The chart illustrates a consistent rise in Lactobacillus absorbance as pH increases. The curve starts at pH 2.00 with an almost inhibited growth of the bacteria. Due to the acidic conditions, a tiny fraction of the bacteria could survive to divide and increase the population. From there, the graph follows a pattern of growth that persists until it reaches a peak absorbance at pH 5.00, after which the absorbance begins to decrease. From there on, there is a progressive and slow decline in absorbance as the pH increases. The absorbance at pH 6.00 closely approximates the absorbance at pH 5.00 but diverges significantly from pH 7.00, which indicates the steady and notable decline starts at pH 6.00. The best pH to cultivate Lactobacillus, based on this information, is between 5.00 and 6.00. This was overly expected as the optimal pH range of Lactobacillus is said to lay between 4.50 and 6.50 (Śliżewska & Chlebicz-Wójcik, 2020).

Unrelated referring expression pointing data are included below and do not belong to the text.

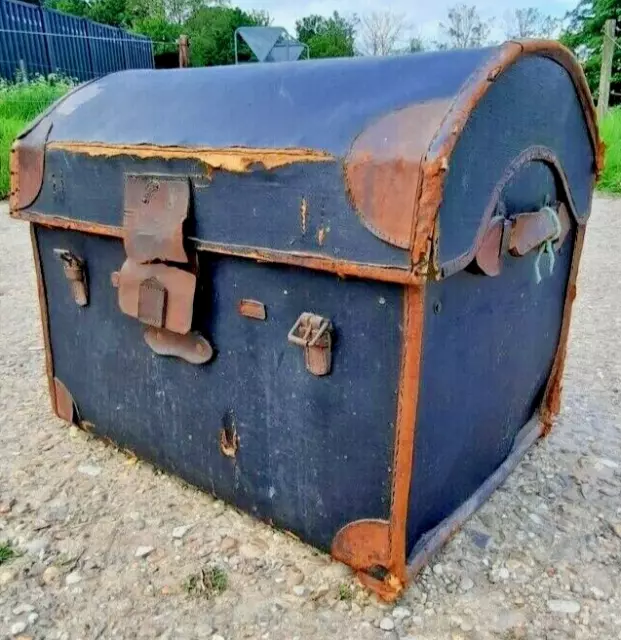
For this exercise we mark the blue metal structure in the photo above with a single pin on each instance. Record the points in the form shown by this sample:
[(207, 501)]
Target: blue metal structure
[(42, 41), (270, 44)]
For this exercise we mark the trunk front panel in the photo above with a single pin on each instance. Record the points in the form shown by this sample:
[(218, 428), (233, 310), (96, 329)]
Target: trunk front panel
[(314, 454)]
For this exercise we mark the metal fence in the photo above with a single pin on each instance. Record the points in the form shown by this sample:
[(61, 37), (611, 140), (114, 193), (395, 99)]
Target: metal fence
[(38, 41)]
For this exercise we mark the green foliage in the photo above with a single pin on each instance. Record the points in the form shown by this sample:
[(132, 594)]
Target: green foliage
[(212, 34), (210, 582), (611, 133), (6, 552), (19, 105), (331, 37), (585, 37), (161, 31)]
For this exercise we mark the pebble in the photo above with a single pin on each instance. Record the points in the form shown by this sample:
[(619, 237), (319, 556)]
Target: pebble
[(564, 606), (228, 544), (295, 577), (22, 608), (36, 546), (179, 532), (466, 584), (387, 624), (89, 470), (50, 575), (73, 578), (400, 613), (18, 627), (253, 551)]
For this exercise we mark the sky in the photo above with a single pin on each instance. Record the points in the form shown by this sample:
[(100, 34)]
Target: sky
[(422, 15)]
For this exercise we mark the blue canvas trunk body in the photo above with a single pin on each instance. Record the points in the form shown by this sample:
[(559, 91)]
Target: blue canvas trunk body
[(335, 294)]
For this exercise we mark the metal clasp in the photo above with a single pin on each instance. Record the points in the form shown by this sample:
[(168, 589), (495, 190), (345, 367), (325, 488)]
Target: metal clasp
[(75, 272), (313, 334)]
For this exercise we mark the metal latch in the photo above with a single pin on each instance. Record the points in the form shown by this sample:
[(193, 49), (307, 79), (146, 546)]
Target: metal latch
[(75, 272), (313, 334)]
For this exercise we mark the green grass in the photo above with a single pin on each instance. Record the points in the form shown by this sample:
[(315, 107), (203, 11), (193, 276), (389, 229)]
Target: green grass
[(20, 103), (611, 133), (211, 581), (6, 552)]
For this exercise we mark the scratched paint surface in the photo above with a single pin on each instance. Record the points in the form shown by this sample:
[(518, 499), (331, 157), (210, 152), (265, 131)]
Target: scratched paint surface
[(304, 442)]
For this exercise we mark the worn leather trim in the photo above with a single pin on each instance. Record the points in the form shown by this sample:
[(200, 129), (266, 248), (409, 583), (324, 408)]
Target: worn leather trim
[(537, 153), (438, 157), (551, 404), (382, 169), (366, 544), (45, 320), (27, 166), (65, 406), (341, 268)]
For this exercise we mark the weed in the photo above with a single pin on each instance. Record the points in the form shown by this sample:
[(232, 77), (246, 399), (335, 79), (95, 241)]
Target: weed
[(6, 552), (211, 581)]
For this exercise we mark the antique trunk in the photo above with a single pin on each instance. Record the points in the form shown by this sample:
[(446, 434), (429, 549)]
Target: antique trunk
[(336, 294)]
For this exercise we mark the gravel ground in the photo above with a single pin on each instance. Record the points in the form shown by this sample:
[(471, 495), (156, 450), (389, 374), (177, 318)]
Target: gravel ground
[(108, 547)]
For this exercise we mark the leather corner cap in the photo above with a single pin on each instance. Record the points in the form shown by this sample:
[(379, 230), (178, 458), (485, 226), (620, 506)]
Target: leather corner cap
[(384, 166), (27, 165), (65, 406)]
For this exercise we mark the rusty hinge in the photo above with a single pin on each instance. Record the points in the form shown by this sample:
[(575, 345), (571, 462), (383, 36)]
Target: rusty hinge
[(75, 272), (314, 334)]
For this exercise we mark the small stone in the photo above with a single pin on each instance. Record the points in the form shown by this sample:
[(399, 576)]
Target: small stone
[(569, 607), (6, 577), (179, 532), (466, 584), (36, 546), (228, 544), (50, 575), (253, 551), (401, 613), (22, 608), (387, 624), (480, 540), (73, 578), (295, 577), (89, 470)]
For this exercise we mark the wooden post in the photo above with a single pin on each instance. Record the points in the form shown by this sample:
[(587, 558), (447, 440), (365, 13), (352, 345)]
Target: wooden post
[(608, 52), (184, 52)]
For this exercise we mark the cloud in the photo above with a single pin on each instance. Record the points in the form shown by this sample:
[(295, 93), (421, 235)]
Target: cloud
[(424, 16)]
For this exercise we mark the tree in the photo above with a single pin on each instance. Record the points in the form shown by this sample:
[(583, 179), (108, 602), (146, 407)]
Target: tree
[(465, 28), (531, 23), (332, 37), (584, 35), (212, 34), (381, 32)]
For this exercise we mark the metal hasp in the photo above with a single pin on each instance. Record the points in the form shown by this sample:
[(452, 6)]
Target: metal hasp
[(313, 334), (157, 281), (270, 44), (75, 271)]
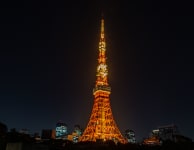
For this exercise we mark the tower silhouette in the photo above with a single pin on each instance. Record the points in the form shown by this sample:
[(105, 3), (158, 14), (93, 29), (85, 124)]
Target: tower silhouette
[(101, 125)]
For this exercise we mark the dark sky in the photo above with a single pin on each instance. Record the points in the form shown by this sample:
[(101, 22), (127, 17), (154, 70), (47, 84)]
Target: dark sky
[(48, 60)]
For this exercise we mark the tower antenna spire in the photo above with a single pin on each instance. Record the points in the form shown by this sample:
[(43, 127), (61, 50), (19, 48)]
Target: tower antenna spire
[(101, 125)]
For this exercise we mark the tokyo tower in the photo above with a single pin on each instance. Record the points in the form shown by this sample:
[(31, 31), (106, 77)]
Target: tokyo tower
[(101, 125)]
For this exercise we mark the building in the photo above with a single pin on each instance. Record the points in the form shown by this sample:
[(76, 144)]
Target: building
[(76, 134), (102, 126), (165, 133), (61, 130), (130, 136)]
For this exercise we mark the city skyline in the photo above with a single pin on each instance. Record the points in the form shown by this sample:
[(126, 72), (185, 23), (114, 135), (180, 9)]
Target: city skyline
[(48, 64)]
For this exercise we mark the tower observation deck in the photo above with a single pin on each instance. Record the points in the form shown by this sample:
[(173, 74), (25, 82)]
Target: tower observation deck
[(101, 125)]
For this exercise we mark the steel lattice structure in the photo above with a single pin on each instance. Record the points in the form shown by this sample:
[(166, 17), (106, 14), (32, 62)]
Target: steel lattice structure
[(101, 125)]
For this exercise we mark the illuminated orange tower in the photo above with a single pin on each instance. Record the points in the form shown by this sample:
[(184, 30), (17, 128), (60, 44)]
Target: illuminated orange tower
[(101, 125)]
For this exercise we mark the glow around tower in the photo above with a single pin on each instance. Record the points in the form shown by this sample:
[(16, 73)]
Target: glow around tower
[(101, 125)]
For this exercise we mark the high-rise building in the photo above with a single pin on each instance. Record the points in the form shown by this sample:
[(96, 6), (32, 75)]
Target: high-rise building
[(101, 125), (130, 136), (61, 130)]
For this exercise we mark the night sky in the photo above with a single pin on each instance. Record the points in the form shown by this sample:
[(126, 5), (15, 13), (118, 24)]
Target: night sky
[(48, 60)]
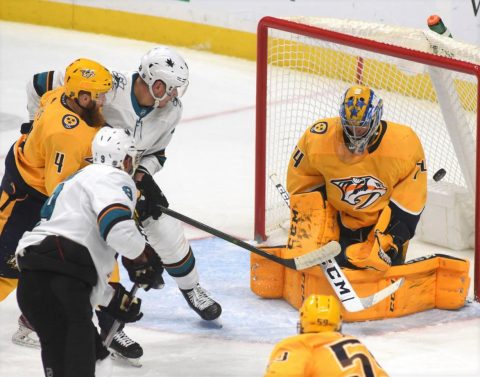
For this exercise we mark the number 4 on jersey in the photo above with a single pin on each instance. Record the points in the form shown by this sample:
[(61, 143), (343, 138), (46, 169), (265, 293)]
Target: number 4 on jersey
[(59, 160)]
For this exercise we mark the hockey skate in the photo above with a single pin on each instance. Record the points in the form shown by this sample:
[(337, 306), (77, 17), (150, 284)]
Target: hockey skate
[(124, 348), (25, 335), (199, 300)]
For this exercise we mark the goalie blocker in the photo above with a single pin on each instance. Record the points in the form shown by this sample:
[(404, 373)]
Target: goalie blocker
[(436, 281)]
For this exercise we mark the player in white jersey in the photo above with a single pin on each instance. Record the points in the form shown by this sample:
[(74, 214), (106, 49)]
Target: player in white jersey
[(147, 103), (65, 262)]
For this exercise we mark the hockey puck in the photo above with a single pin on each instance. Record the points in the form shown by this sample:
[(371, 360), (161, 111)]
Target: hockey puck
[(439, 175)]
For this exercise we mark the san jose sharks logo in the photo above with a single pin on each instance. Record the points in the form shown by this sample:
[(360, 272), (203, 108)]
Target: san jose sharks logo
[(360, 192)]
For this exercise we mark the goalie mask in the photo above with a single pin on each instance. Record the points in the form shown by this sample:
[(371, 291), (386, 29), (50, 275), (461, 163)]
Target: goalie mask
[(164, 64), (320, 313), (115, 147), (360, 114)]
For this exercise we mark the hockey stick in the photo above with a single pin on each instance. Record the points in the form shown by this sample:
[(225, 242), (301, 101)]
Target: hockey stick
[(116, 324), (310, 259), (337, 279)]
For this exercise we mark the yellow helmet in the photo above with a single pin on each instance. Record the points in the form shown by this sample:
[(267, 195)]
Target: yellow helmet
[(360, 114), (88, 76), (320, 313)]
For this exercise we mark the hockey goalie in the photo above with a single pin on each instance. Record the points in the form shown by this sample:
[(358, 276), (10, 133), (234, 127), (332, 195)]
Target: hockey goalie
[(362, 181)]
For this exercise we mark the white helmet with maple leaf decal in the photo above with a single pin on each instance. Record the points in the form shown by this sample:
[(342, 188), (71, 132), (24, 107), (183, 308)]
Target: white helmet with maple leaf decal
[(165, 64)]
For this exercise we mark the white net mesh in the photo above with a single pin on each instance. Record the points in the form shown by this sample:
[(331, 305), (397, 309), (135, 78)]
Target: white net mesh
[(306, 78)]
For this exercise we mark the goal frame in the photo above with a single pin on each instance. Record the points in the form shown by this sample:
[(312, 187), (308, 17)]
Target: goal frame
[(267, 23)]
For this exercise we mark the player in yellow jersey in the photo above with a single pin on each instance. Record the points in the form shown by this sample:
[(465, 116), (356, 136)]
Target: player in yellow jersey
[(321, 349), (57, 145), (372, 176)]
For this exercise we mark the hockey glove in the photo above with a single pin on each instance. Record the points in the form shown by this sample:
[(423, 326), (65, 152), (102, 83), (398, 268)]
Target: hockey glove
[(146, 270), (122, 307), (152, 198)]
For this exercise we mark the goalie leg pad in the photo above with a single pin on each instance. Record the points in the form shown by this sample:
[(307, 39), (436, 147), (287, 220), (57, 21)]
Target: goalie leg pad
[(313, 223), (378, 252), (437, 281), (266, 276), (452, 283)]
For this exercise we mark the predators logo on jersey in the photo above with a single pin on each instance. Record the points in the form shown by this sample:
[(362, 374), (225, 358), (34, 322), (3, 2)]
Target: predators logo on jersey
[(360, 192)]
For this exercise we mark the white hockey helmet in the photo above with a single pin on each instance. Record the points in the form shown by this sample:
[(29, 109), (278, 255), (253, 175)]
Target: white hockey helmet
[(165, 64), (111, 146)]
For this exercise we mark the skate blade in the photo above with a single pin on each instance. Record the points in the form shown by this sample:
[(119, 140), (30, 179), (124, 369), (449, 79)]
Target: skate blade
[(213, 324), (132, 362), (25, 341)]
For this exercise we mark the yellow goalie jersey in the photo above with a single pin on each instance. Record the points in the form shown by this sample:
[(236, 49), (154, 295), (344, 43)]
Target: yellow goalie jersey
[(322, 354), (58, 145), (361, 186)]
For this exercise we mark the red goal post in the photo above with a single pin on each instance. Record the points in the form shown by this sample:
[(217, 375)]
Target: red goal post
[(427, 81)]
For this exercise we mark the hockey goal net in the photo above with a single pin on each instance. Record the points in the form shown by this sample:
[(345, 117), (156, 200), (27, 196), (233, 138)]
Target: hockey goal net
[(427, 81)]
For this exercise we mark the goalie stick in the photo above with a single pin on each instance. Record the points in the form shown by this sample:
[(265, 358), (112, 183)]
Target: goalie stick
[(337, 279), (328, 251)]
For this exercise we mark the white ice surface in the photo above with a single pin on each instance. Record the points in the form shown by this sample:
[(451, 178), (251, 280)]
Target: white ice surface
[(209, 176)]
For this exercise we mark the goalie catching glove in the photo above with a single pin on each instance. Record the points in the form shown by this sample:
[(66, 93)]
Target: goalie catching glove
[(152, 198), (122, 307), (145, 270)]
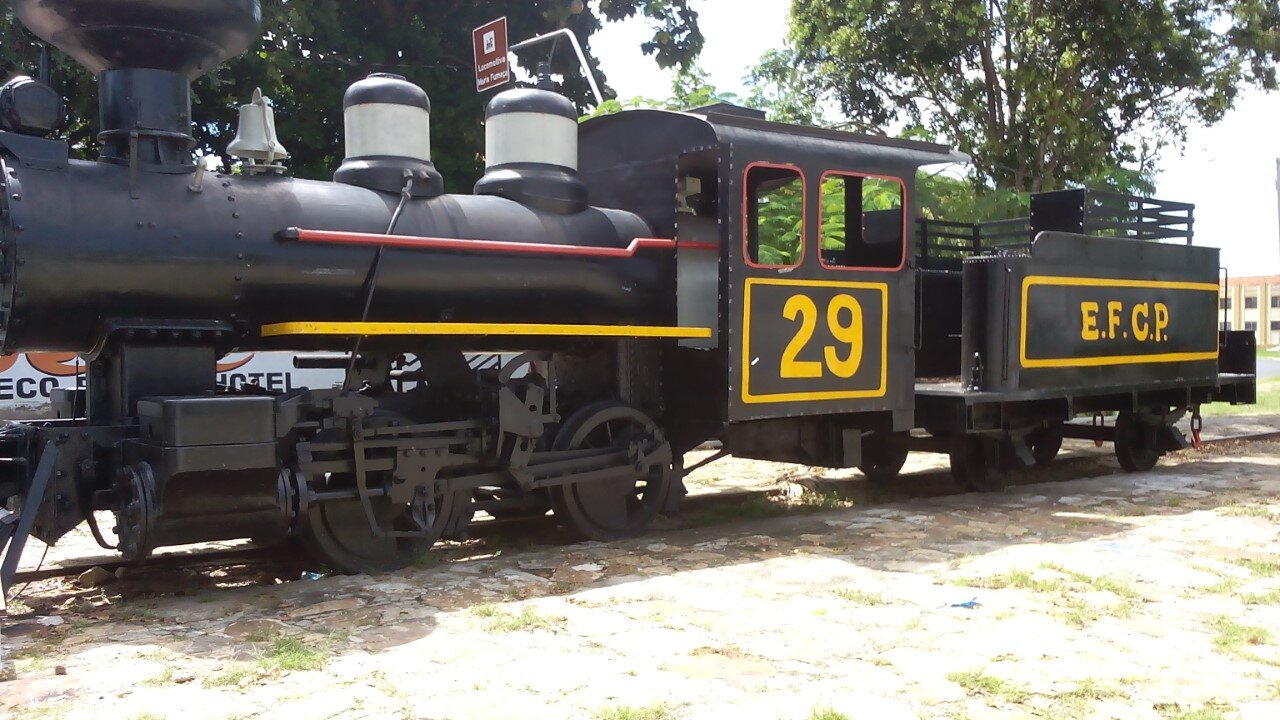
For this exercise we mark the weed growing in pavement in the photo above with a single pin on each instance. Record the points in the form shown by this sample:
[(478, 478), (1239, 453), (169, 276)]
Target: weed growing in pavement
[(1207, 712), (656, 711), (293, 654), (234, 675), (1234, 638), (161, 679), (1264, 511), (42, 711), (1270, 597), (859, 596), (978, 683), (1073, 610), (528, 619), (1074, 705), (1266, 568)]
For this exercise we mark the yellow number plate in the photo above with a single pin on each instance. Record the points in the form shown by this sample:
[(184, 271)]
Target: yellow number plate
[(814, 340)]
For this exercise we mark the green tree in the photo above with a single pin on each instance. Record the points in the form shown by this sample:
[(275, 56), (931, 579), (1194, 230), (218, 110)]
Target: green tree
[(1041, 92), (311, 50)]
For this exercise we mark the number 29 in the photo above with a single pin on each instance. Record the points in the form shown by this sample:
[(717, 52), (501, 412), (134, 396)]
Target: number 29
[(844, 322)]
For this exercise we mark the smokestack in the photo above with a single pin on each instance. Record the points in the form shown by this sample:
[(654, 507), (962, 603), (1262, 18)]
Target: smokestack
[(145, 54)]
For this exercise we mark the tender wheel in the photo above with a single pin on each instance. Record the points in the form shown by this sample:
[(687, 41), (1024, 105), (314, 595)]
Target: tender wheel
[(606, 510), (1137, 443), (1046, 443), (338, 534), (883, 458), (976, 464)]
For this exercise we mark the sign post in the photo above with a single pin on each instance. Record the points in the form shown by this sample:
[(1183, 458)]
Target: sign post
[(489, 42)]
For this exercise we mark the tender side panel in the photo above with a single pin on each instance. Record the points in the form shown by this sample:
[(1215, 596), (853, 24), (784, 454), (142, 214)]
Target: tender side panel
[(1092, 314)]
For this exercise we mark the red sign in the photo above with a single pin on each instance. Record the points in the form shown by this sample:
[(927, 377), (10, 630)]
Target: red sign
[(489, 42)]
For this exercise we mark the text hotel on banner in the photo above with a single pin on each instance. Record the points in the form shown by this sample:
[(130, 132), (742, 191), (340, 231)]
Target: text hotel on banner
[(489, 42)]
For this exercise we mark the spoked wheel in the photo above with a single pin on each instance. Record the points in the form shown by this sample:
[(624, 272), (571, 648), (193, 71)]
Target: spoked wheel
[(612, 509), (338, 534), (1046, 443), (1137, 443), (976, 464), (883, 456)]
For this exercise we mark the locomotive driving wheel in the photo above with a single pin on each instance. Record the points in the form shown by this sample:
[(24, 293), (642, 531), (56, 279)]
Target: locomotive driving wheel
[(1137, 442), (1046, 442), (338, 533), (611, 509)]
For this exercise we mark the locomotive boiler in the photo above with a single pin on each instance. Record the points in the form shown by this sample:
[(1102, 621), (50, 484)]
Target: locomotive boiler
[(152, 268)]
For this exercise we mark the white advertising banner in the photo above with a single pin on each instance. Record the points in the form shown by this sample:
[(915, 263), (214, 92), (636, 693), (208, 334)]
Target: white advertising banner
[(27, 381)]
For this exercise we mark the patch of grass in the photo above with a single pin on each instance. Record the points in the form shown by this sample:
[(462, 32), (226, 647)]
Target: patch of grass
[(1267, 568), (232, 677), (978, 683), (723, 651), (817, 500), (161, 679), (753, 507), (42, 711), (293, 654), (1020, 579), (1074, 705), (1270, 597), (1101, 583), (1234, 638), (1264, 511), (1207, 712), (528, 619), (1225, 586), (654, 711), (859, 596)]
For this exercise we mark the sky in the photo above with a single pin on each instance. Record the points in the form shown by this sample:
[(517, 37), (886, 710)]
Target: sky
[(1228, 171)]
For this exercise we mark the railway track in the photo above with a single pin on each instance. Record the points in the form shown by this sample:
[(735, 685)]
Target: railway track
[(542, 531)]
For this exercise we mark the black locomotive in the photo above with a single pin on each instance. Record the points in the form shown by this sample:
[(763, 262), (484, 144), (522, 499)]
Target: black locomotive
[(662, 278)]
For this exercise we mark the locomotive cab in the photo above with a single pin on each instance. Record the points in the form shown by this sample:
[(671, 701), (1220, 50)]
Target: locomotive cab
[(813, 345)]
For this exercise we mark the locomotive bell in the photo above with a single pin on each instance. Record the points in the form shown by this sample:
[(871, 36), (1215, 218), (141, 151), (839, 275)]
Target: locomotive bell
[(255, 136), (388, 127), (531, 151)]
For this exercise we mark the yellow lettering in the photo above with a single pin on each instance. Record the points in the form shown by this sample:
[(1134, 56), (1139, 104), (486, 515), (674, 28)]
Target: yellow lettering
[(1161, 322), (1088, 320), (850, 333), (1141, 328), (1114, 309), (808, 311)]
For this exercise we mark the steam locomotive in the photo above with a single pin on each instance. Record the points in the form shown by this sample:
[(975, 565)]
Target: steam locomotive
[(657, 278)]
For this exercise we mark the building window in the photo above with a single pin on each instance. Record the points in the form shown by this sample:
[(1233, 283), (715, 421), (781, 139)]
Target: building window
[(863, 224), (775, 215)]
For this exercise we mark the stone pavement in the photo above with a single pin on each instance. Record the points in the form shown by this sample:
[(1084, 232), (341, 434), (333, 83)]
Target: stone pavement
[(1123, 596)]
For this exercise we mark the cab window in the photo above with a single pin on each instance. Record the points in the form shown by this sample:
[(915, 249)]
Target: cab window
[(862, 224), (775, 215)]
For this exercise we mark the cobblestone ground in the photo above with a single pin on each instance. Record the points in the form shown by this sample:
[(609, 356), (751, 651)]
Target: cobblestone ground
[(1137, 596)]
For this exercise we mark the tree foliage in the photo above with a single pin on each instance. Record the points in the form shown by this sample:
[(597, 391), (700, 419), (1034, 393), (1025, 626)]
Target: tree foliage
[(1041, 92), (311, 50)]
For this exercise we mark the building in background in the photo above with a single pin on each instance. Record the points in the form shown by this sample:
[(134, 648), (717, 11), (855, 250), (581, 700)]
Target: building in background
[(1252, 304)]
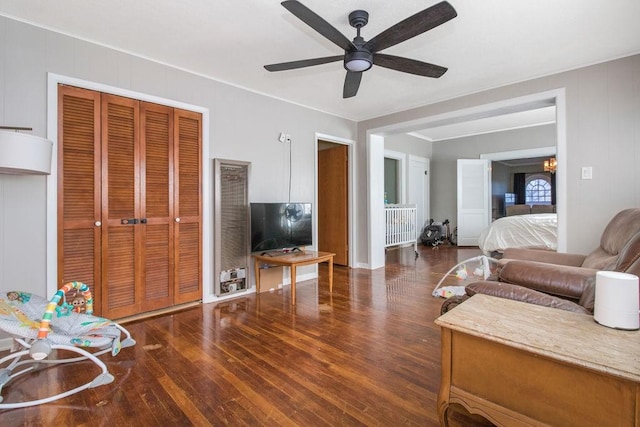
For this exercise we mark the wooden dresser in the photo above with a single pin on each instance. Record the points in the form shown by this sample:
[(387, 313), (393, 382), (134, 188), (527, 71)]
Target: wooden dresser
[(522, 364)]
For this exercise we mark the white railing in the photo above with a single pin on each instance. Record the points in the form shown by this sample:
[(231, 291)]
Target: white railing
[(401, 225)]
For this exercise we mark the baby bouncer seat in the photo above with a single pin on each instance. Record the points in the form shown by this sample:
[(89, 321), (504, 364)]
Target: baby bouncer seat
[(38, 327)]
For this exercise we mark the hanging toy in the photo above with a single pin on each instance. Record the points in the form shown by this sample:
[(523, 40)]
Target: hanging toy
[(461, 273), (79, 304)]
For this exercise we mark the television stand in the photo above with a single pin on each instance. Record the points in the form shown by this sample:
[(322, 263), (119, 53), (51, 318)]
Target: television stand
[(293, 260)]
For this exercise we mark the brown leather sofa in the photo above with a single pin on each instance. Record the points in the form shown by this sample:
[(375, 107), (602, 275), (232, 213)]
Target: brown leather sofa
[(564, 281)]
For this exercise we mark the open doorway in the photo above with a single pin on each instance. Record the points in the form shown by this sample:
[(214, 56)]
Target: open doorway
[(375, 148)]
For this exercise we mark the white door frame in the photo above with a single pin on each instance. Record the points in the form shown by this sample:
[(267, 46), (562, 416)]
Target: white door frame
[(426, 207)]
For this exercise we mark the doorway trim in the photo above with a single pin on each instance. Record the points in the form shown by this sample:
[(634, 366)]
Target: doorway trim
[(375, 149), (53, 80), (351, 180)]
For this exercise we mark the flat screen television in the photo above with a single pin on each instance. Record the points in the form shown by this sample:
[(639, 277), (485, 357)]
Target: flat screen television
[(278, 226)]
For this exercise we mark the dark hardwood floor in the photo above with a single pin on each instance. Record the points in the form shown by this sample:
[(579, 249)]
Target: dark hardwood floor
[(367, 355)]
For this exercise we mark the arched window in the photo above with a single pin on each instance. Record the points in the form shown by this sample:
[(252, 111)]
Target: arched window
[(538, 190)]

There is a considerable degree of uncertainty in the results, as indicated by the significant scatter represented in the length of the error bars, derived from the standard deviation of the collected data. A likely reason for this could be attributed to the procedure itself. When immersing the agar pieces into distilled water to detach the bacteria grown on the surface, some may have remained attached. This limitation is attributed to the limited materials available in the school.

A T-test was conducted to assess whether a significant difference existed between pH levels, given the considerable overlap of error bars for each pH. A 5% significance level was adopted, assuming the hypothesis is supported by data with an expected error of a 5%. With 16 as degrees of freedom, the critical value was established at 1.746. Acceptance of the alternative hypothesis occurs when values surpass 1.746, indicating a significant difference between the samples.